Where does that leave us? Basically, it leaves the two of us asking more questions than have been answered (to be fair, a number are for HHS). Numbers are great, but we’d like to see more. The DHS report is two pages of assertions, without any underlying calculations. How did these numbers come about? We still don’t know how HHS is planning to define “comparative cost.” They could reasonably decide to define it as “115% or less of traditional expansion costs,” making the Arkansas plan viable on paper—but right now we don’t know. Once we have a finalized regulation, what kind of analysis HHS will require to get this off the ground? And we still don’t know what happens if Arkansas’s plan ends up costing more than projected.
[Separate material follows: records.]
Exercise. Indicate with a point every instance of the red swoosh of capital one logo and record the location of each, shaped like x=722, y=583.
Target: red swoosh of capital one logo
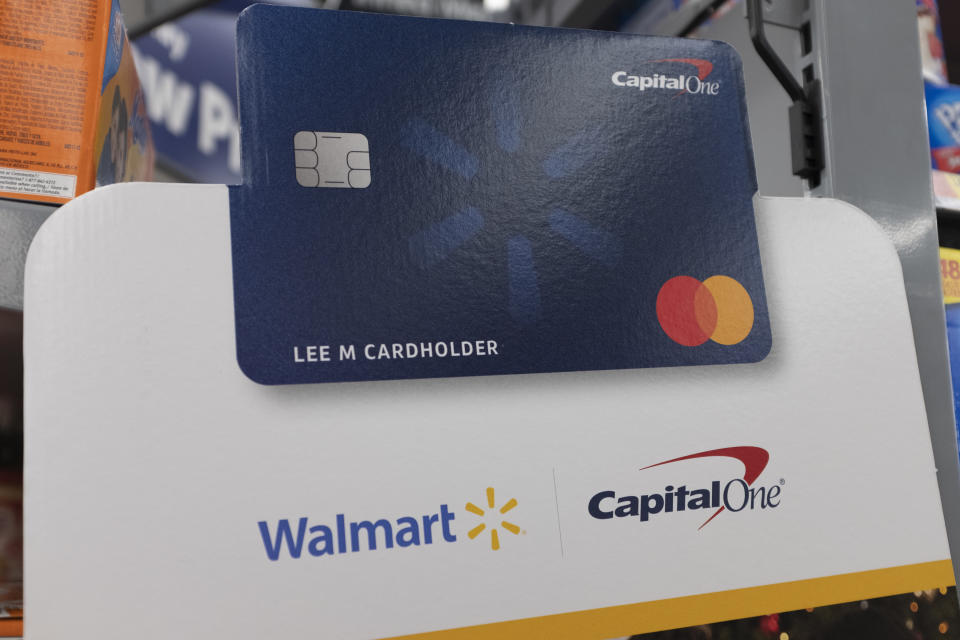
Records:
x=754, y=461
x=704, y=67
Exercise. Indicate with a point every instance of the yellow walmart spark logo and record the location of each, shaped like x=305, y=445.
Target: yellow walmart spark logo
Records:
x=495, y=515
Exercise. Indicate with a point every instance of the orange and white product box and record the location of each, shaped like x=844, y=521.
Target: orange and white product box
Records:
x=72, y=114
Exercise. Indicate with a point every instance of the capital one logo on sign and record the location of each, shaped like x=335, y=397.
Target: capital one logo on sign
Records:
x=723, y=494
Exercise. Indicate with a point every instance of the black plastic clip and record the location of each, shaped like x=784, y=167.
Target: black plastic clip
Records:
x=806, y=127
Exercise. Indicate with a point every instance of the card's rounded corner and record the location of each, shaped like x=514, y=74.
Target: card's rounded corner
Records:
x=253, y=374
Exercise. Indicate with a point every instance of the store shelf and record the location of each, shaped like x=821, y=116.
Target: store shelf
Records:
x=19, y=222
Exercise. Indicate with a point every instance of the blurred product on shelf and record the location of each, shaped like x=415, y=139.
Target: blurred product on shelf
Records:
x=72, y=115
x=943, y=118
x=946, y=189
x=931, y=42
x=189, y=75
x=950, y=272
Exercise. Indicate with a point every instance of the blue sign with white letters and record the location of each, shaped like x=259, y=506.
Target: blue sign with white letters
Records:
x=433, y=198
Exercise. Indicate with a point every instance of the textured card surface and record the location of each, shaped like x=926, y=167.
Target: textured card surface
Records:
x=432, y=198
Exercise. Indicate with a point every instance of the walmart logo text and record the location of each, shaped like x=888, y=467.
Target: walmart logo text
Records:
x=295, y=537
x=351, y=537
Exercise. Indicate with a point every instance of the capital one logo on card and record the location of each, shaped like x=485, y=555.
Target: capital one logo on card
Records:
x=734, y=495
x=684, y=83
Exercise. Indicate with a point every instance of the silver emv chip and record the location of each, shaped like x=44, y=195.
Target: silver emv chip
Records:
x=332, y=160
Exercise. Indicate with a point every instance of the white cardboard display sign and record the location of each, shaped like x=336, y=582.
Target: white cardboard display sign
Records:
x=158, y=475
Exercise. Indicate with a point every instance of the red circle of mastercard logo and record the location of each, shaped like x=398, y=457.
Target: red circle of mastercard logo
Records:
x=692, y=312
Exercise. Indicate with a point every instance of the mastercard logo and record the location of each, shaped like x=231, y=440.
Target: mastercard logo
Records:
x=692, y=312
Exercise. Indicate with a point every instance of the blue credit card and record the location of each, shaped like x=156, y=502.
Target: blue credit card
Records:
x=432, y=198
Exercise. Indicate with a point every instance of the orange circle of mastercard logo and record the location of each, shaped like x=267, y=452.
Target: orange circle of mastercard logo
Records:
x=692, y=312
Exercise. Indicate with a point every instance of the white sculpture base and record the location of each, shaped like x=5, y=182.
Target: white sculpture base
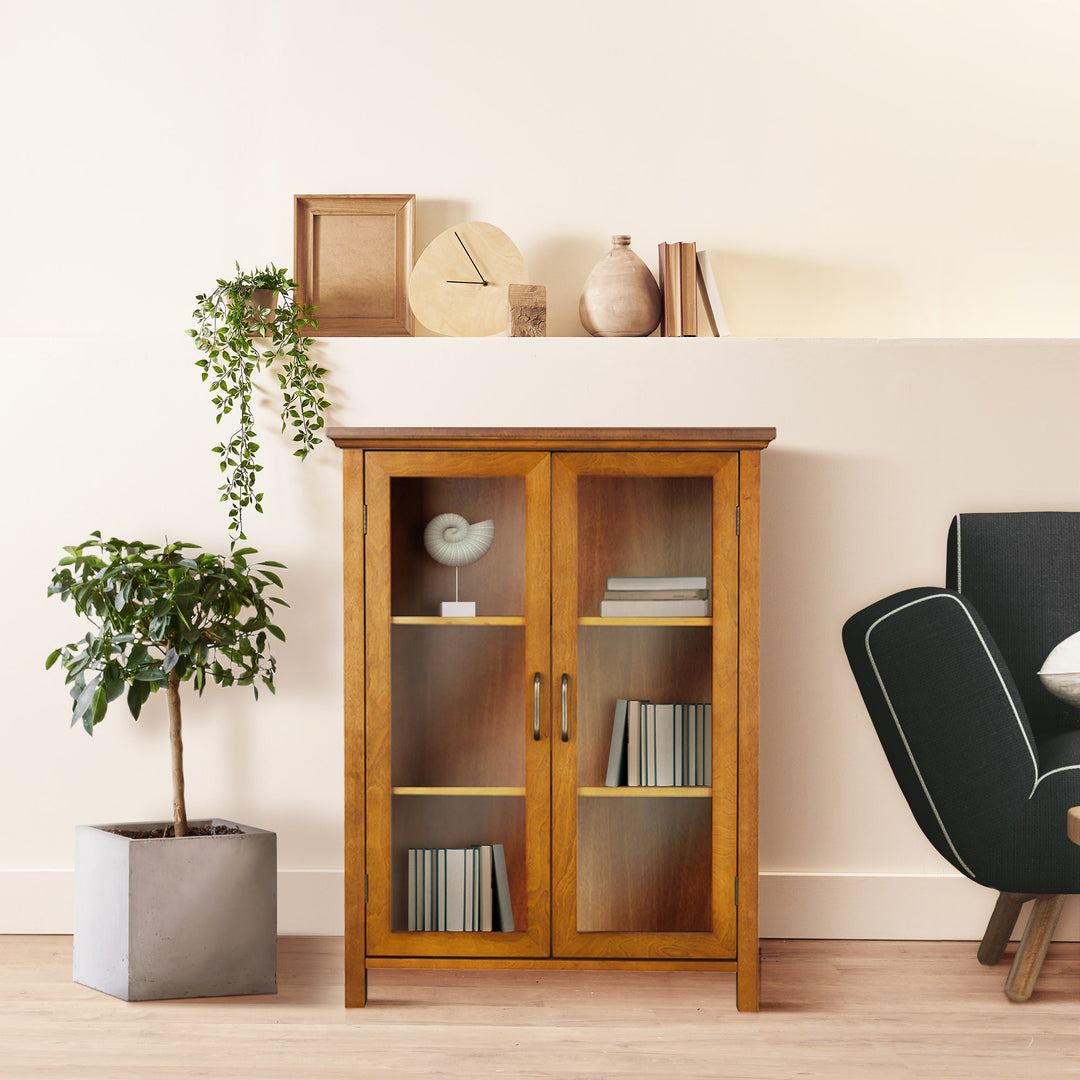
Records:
x=458, y=608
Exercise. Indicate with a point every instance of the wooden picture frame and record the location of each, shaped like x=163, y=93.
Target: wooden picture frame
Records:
x=352, y=258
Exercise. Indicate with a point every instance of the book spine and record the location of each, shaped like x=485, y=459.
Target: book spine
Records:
x=688, y=294
x=633, y=743
x=672, y=321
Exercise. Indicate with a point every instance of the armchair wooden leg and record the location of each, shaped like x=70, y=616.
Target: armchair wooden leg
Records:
x=1033, y=947
x=1000, y=927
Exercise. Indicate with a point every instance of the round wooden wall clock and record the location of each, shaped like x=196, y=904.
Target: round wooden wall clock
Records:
x=458, y=285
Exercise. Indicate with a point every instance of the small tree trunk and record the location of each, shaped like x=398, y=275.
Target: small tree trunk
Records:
x=179, y=809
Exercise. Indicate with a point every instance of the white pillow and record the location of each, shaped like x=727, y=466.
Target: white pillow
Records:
x=1061, y=670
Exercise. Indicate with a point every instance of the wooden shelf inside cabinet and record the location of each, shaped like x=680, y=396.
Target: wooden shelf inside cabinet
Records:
x=646, y=793
x=461, y=792
x=650, y=621
x=473, y=620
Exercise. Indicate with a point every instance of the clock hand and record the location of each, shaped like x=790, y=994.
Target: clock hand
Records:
x=476, y=268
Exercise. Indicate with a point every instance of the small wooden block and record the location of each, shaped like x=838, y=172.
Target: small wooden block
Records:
x=528, y=310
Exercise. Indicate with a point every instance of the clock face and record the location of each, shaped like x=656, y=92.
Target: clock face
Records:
x=458, y=285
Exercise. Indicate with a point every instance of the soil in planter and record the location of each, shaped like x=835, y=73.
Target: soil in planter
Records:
x=160, y=834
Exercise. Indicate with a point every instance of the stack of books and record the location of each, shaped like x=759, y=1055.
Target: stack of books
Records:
x=684, y=271
x=655, y=597
x=459, y=889
x=661, y=745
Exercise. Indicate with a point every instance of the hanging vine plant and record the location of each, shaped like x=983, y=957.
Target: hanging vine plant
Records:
x=245, y=324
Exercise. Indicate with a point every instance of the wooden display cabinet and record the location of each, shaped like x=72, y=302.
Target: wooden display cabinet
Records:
x=496, y=729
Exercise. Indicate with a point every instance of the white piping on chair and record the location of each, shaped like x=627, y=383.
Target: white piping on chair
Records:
x=900, y=729
x=959, y=589
x=959, y=575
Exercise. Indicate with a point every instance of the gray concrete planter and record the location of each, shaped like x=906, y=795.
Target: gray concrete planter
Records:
x=190, y=917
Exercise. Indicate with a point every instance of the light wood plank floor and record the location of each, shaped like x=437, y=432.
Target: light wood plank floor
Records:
x=834, y=1010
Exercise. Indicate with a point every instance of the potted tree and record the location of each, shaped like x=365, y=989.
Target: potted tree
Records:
x=171, y=908
x=231, y=321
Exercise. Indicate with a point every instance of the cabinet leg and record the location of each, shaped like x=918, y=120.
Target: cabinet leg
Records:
x=747, y=981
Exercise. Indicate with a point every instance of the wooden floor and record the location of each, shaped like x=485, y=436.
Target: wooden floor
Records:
x=835, y=1010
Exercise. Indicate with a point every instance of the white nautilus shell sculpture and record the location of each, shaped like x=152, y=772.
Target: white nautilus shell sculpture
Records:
x=453, y=541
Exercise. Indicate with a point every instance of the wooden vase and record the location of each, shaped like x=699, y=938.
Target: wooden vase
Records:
x=621, y=297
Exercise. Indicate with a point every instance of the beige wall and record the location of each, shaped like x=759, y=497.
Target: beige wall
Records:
x=860, y=172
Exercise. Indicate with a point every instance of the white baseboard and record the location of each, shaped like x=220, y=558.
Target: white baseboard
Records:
x=886, y=907
x=866, y=906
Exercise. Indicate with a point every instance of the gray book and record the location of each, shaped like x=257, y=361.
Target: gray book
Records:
x=617, y=755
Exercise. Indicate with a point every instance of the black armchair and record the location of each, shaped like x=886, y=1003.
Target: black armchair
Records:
x=987, y=758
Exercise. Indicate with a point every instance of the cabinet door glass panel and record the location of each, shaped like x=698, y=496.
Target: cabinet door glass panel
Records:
x=644, y=822
x=449, y=726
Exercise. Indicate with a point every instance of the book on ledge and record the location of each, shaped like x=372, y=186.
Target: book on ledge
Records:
x=711, y=296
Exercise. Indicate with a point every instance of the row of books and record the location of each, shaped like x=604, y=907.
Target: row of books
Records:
x=684, y=271
x=661, y=745
x=655, y=597
x=459, y=889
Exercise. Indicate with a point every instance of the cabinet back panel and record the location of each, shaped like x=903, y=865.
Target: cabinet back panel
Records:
x=640, y=526
x=461, y=706
x=644, y=864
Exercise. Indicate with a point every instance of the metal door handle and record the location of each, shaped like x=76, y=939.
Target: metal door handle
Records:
x=566, y=709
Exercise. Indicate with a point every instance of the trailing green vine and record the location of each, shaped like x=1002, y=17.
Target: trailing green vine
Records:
x=230, y=320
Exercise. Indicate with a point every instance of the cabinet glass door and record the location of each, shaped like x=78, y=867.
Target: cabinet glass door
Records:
x=645, y=666
x=457, y=741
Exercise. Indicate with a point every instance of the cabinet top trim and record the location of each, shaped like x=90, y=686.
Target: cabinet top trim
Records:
x=572, y=439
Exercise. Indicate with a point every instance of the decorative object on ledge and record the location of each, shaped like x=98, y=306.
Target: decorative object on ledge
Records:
x=458, y=286
x=620, y=297
x=353, y=255
x=229, y=321
x=450, y=540
x=528, y=310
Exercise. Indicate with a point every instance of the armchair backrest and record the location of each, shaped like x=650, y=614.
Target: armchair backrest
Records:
x=1022, y=574
x=949, y=720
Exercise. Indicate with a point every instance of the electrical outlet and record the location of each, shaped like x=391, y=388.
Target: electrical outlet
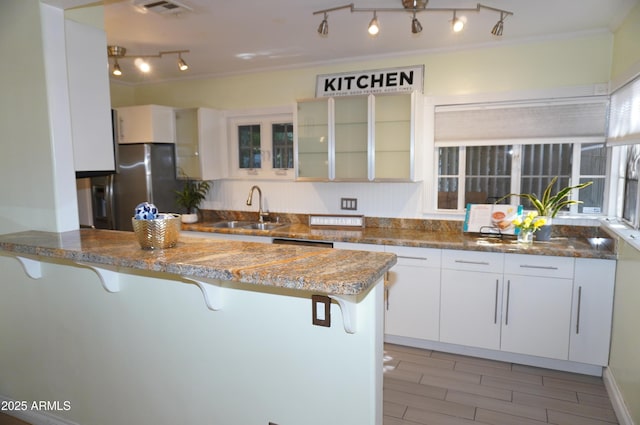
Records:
x=349, y=204
x=321, y=310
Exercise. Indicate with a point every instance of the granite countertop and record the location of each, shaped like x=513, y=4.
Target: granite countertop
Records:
x=321, y=270
x=442, y=236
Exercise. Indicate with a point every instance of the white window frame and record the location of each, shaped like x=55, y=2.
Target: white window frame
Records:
x=431, y=158
x=265, y=117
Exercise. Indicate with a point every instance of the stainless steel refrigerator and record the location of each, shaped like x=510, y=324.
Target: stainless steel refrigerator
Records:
x=145, y=172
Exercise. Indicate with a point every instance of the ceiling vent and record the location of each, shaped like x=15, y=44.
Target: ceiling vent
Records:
x=163, y=7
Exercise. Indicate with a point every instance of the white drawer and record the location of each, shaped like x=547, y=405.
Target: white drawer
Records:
x=472, y=260
x=539, y=265
x=415, y=256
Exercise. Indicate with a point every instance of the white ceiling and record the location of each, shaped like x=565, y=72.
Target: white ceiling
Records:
x=227, y=37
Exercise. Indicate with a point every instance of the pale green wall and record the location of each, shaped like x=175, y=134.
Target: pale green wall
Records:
x=626, y=52
x=499, y=68
x=624, y=362
x=27, y=189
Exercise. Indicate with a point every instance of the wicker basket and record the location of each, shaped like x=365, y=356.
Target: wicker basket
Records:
x=159, y=233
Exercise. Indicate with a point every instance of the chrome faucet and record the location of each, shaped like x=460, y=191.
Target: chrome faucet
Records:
x=261, y=213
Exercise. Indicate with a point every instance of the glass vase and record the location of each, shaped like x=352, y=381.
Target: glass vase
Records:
x=525, y=236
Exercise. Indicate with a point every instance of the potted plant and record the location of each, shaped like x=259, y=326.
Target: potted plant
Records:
x=549, y=204
x=192, y=194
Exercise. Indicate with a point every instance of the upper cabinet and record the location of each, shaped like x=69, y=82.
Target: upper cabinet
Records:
x=146, y=124
x=89, y=99
x=198, y=142
x=359, y=138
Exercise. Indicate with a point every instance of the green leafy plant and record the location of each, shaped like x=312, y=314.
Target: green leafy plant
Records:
x=192, y=194
x=550, y=204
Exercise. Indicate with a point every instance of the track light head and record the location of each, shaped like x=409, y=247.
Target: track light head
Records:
x=416, y=26
x=457, y=24
x=116, y=69
x=374, y=27
x=498, y=27
x=323, y=29
x=182, y=65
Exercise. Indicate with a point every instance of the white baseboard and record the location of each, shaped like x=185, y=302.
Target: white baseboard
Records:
x=619, y=406
x=35, y=417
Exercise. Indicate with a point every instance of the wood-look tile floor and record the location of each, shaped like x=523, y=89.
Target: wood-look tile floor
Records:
x=434, y=388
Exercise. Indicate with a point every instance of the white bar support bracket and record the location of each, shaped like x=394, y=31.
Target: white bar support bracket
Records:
x=211, y=291
x=349, y=308
x=33, y=268
x=109, y=277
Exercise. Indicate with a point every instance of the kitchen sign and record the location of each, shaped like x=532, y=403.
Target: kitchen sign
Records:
x=392, y=80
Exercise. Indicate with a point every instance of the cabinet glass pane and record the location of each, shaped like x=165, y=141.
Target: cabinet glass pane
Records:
x=282, y=138
x=187, y=155
x=393, y=137
x=313, y=139
x=249, y=146
x=352, y=137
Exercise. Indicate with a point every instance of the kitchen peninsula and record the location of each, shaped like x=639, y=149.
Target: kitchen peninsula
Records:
x=248, y=354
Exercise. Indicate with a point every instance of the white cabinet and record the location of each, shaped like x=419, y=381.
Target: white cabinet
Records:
x=359, y=138
x=146, y=124
x=537, y=305
x=89, y=99
x=412, y=304
x=471, y=298
x=592, y=311
x=199, y=143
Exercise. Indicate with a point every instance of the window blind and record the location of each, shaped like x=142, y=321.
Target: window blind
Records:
x=522, y=123
x=624, y=115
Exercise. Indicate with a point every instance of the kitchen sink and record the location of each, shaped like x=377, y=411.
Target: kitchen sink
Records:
x=263, y=226
x=231, y=224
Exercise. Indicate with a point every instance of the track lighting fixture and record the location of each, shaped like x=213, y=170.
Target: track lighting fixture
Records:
x=374, y=27
x=414, y=7
x=457, y=24
x=416, y=27
x=141, y=61
x=116, y=68
x=497, y=28
x=182, y=65
x=323, y=29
There are a few more at the bottom of this post that we remain curious about, too.
UPDATE: There’s some haziness about whether DHS released accurate numbers in their summary report. I already updated the estimate for expansion through the exchanges (as noted above with the strikethrough text). For more details, see this from the Arkansas Times. The only thing we have is the price of the healthy, not-near-disabled adults that make up the 90 percent of the expansion pool. Those numbers are $4,392 for Medicaid expansion in FY 2014; via “private option” in FY 2014 would be $5,256. We’re keeping an eye out for further findings, and will update this post as necessary.
Footnotes (because this wouldn’t be an Arkansas post without footnotes)
1. The numbers readily available for the table were from 2011 for employer-sponsored insurance and 2009 for Medicaid costs/Massachusetts exchange premiums.
2. Here’s my quibble with that: earlier in the piece, Allison is reported as saying, “Understand that low income is very highly correlated with age … Many of these individuals will be young, many will have health benefits of being young, which are likely going to be far more powerful than the negative impacts of being poor.” So… will they or won’t they be an attractive addition to insurance plans on the exchange? Those companies can’t pick the young and healthy, leaving the near-disabled behind—it’s the aggregate health costs that matter.
3. Due diligence: their figures are below the estimated $6,000 from the CBO report. I don’t entirely understand what the underlying assumptions are for the CBO framework either, though—they’re suggesting that average adult Medicaid costs would roughly double from current expenditures. But double, not quadruple, as would hypothetically be observed within Arkansas.